Scientific classification
- Kingdom: Animalia
- Phylum: Mollusca
- Class: Cephalopoda
- Subclass: †Ammonoidea
- Order: †Ammonitida
- Superfamily: †Acanthoceratoidea
- Family: †Flickiidae Adkins, 1928
- Subfamilies: Flickiinae; Salaziceratinae;

= Flickiidae =

Extinct family of ammonites

Flickiidae is a family of dwarf ammonites with little ornament and very simples sutures known from small pyritic specimens found in middle Cretaceous deposits. Inclusion in the Acanthoceratoidea is tentative.

==Taxonomy==
Flickiidae has been divided into two subfamilies, the Flickiinae, which is equivalent to the Flickiidae of the Treatise on Invertebrate Paleontology, Part L, 1957 and the Salaziceratinae which contains Salaziceras, moved from the Lyelliceratidae and Neosaynoceras, moved from the Acanthoceratidae.

Genera now in the Flickiinae:

Flickia Pervenquiere, 1907 - Shell smooth, moderately evolute, rather compressed, venter narrowly arched, suture smooth, undulatory. U Alb -L Cenom. N Afr, Madag, Texas.
Ficheuria Pervenquiere, 1907 - Shell very involute, globular, umbilical shoulder tending to be angular. Suture similar to that of Flickia. U Alb. -L Cenom. of North Africa.
Adkinsia Boes, 1928 - Shell rather more involute and inflated than Flickia but less than Ficheuria; first lateral lobe narrower than on either. L Cenom, Texas.
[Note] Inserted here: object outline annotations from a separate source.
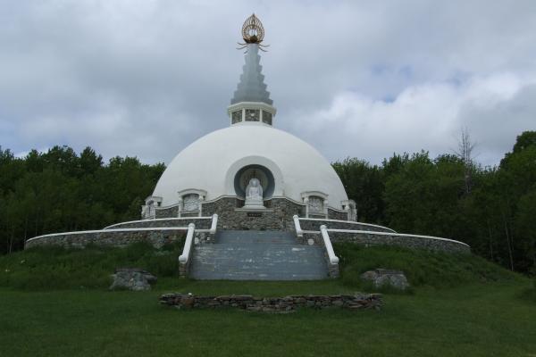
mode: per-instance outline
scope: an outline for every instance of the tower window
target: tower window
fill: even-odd
[[[236,124],[236,123],[240,122],[240,121],[242,121],[242,110],[234,111],[230,114],[230,122],[231,122],[231,124]]]
[[[263,111],[263,122],[268,125],[272,125],[272,113],[266,111]]]
[[[246,109],[246,121],[259,121],[261,111],[259,109]]]

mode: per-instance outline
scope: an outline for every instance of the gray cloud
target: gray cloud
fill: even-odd
[[[168,162],[228,125],[255,12],[276,126],[330,160],[456,146],[495,164],[536,129],[536,3],[0,1],[0,144]]]

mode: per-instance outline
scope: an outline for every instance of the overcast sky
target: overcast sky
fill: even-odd
[[[330,161],[494,165],[536,129],[536,1],[0,0],[0,145],[169,162],[229,125],[255,12],[275,126]]]

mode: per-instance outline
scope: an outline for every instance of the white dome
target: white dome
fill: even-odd
[[[339,176],[313,146],[270,126],[241,123],[214,131],[182,150],[169,164],[153,193],[162,206],[177,203],[179,192],[206,191],[206,201],[237,195],[235,176],[247,165],[273,175],[272,196],[301,202],[301,194],[328,195],[328,205],[341,209],[348,200]]]

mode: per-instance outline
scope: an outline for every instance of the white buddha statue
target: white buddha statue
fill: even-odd
[[[246,187],[246,204],[244,208],[264,208],[263,187],[258,178],[251,178]]]

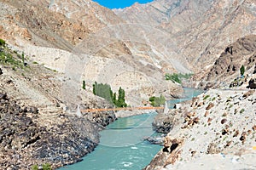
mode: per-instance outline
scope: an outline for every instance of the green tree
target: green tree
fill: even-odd
[[[125,97],[125,90],[122,89],[120,87],[119,89],[119,99],[117,101],[117,106],[119,106],[119,107],[126,107],[127,106]]]
[[[241,65],[241,68],[240,68],[241,76],[244,75],[244,71],[245,71],[245,67],[244,67],[244,65]]]
[[[3,39],[0,39],[0,46],[5,46],[5,41]]]
[[[83,86],[82,86],[82,88],[85,90],[85,81],[83,80]]]
[[[149,98],[150,105],[153,105],[154,107],[159,107],[161,105],[164,105],[166,102],[166,98],[160,94],[160,97],[150,97]]]
[[[119,88],[119,96],[117,99],[116,93],[113,94],[110,85],[108,84],[102,84],[97,83],[95,82],[93,84],[93,94],[95,95],[100,96],[104,98],[108,102],[113,103],[118,107],[126,107],[127,104],[125,103],[125,90]]]

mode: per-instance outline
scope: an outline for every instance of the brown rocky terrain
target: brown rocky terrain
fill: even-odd
[[[124,88],[128,104],[139,106],[152,95],[163,94],[166,99],[179,96],[182,87],[166,81],[166,73],[192,71],[197,82],[205,77],[203,81],[230,83],[241,64],[247,69],[247,74],[253,72],[255,65],[256,6],[253,0],[157,0],[113,11],[90,0],[0,0],[0,38],[9,43],[8,48],[0,50],[11,53],[20,60],[18,67],[0,65],[1,118],[5,117],[1,119],[4,122],[1,127],[3,168],[27,169],[44,162],[55,167],[78,162],[91,151],[98,142],[98,130],[115,120],[114,114],[90,113],[78,118],[69,112],[77,109],[77,105],[81,109],[112,107],[92,94],[95,81],[110,84],[114,92]],[[23,62],[20,67],[23,52],[27,65]],[[84,80],[85,90],[81,89]],[[177,158],[189,161],[190,155],[186,157],[189,152],[193,156],[207,152],[206,147],[198,149],[201,145],[191,150],[184,147],[190,144],[189,135],[204,129],[205,125],[216,125],[213,132],[205,129],[216,135],[202,139],[209,152],[213,153],[215,149],[218,153],[227,151],[221,139],[210,139],[220,135],[229,141],[234,139],[230,134],[217,134],[223,129],[225,132],[225,128],[220,129],[227,125],[224,119],[220,122],[223,126],[215,120],[212,125],[207,124],[222,116],[218,114],[224,115],[226,107],[226,121],[237,120],[234,129],[243,134],[240,133],[241,136],[235,139],[239,147],[244,149],[243,141],[252,144],[252,127],[240,129],[243,124],[239,123],[253,126],[250,120],[253,117],[241,114],[242,122],[235,110],[255,112],[252,107],[255,93],[248,98],[243,97],[246,91],[238,94],[233,91],[214,93],[209,94],[214,95],[212,101],[201,96],[200,105],[187,107],[196,112],[195,117],[193,114],[183,116],[185,113],[180,110],[171,111],[168,118],[163,116],[168,128],[163,132],[176,132],[181,127],[174,125],[183,125],[180,135],[184,138],[169,135],[165,150],[152,165],[169,168],[168,165]],[[226,96],[236,93],[237,96],[231,96],[234,102],[225,102],[230,100]],[[30,108],[38,111],[34,113]],[[211,111],[205,116],[205,110],[217,112],[216,116],[209,117]],[[184,122],[176,122],[181,115]],[[229,125],[227,133],[233,130]],[[195,130],[189,132],[191,126]],[[247,136],[253,139],[247,139]],[[216,144],[220,145],[217,148]],[[236,143],[225,144],[237,146]],[[79,150],[79,146],[85,149]],[[155,160],[162,161],[159,164]]]
[[[241,76],[240,68],[244,65],[245,79],[249,79],[248,75],[253,73],[256,64],[255,42],[255,35],[238,39],[225,48],[206,74],[196,74],[193,78],[201,81],[201,85],[205,88],[229,86],[232,81]]]
[[[3,56],[11,57],[4,61]],[[0,167],[49,163],[55,168],[81,161],[97,145],[99,130],[116,119],[114,113],[78,116],[63,111],[62,75],[37,63],[25,66],[20,56],[1,47]],[[112,106],[89,92],[84,98],[81,109]]]
[[[251,0],[159,0],[114,12],[127,22],[170,33],[172,58],[195,73],[207,71],[228,44],[256,33]]]
[[[255,97],[212,89],[171,110],[173,128],[145,169],[255,168]]]

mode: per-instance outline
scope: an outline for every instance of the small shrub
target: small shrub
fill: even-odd
[[[243,113],[245,111],[245,110],[244,109],[241,109],[239,112],[241,114],[241,113]]]
[[[244,67],[244,65],[241,65],[241,68],[240,68],[241,76],[244,75],[244,71],[245,71],[245,67]]]
[[[43,164],[43,170],[51,170],[50,165],[49,163]]]
[[[210,97],[210,95],[206,95],[206,96],[204,97],[203,100],[207,99],[209,97]]]
[[[161,105],[164,105],[166,102],[166,98],[160,94],[160,97],[150,97],[149,98],[150,105],[153,105],[154,107],[159,107]]]
[[[83,88],[84,90],[85,90],[85,81],[84,81],[84,80],[83,80],[83,86],[82,86],[82,88]]]
[[[38,170],[38,165],[33,165],[32,167],[32,170]]]
[[[5,41],[3,39],[0,39],[0,46],[5,46]]]
[[[173,82],[176,82],[179,84],[181,83],[181,80],[179,79],[178,75],[177,73],[173,73],[172,75],[167,73],[165,75],[165,77],[166,77],[166,80],[171,80]]]
[[[38,165],[33,165],[32,167],[32,170],[38,170],[39,167]],[[50,165],[49,163],[45,163],[45,164],[43,164],[42,165],[42,167],[40,169],[43,169],[43,170],[52,170]]]

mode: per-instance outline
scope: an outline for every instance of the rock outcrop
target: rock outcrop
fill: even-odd
[[[255,103],[255,90],[212,89],[199,95],[191,103],[183,103],[182,110],[170,110],[166,117],[176,111],[181,121],[168,133],[162,150],[145,169],[183,169],[190,166],[193,169],[204,169],[207,166],[214,168],[253,167]],[[214,165],[207,161],[212,156]],[[241,157],[246,159],[236,163],[229,162]]]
Genera placed in the Salaziceratinae:

Salaziceras Breistroffer, 1936 - Described as small, moderately involute, inflated, with more or less straight, course, rounded ribs that arise from prominent umbilical bullae and sutures with simplified saddles. More closely resembles other Lyelliceratid genera except for the suture. U Albian, France.
Neosynoceras Breistroffer, 1947 - A dwarf, involute, globular form with sharp umbilical, ventrolateral, and siphonal (mid ventral) tubercles. L Cenomanian.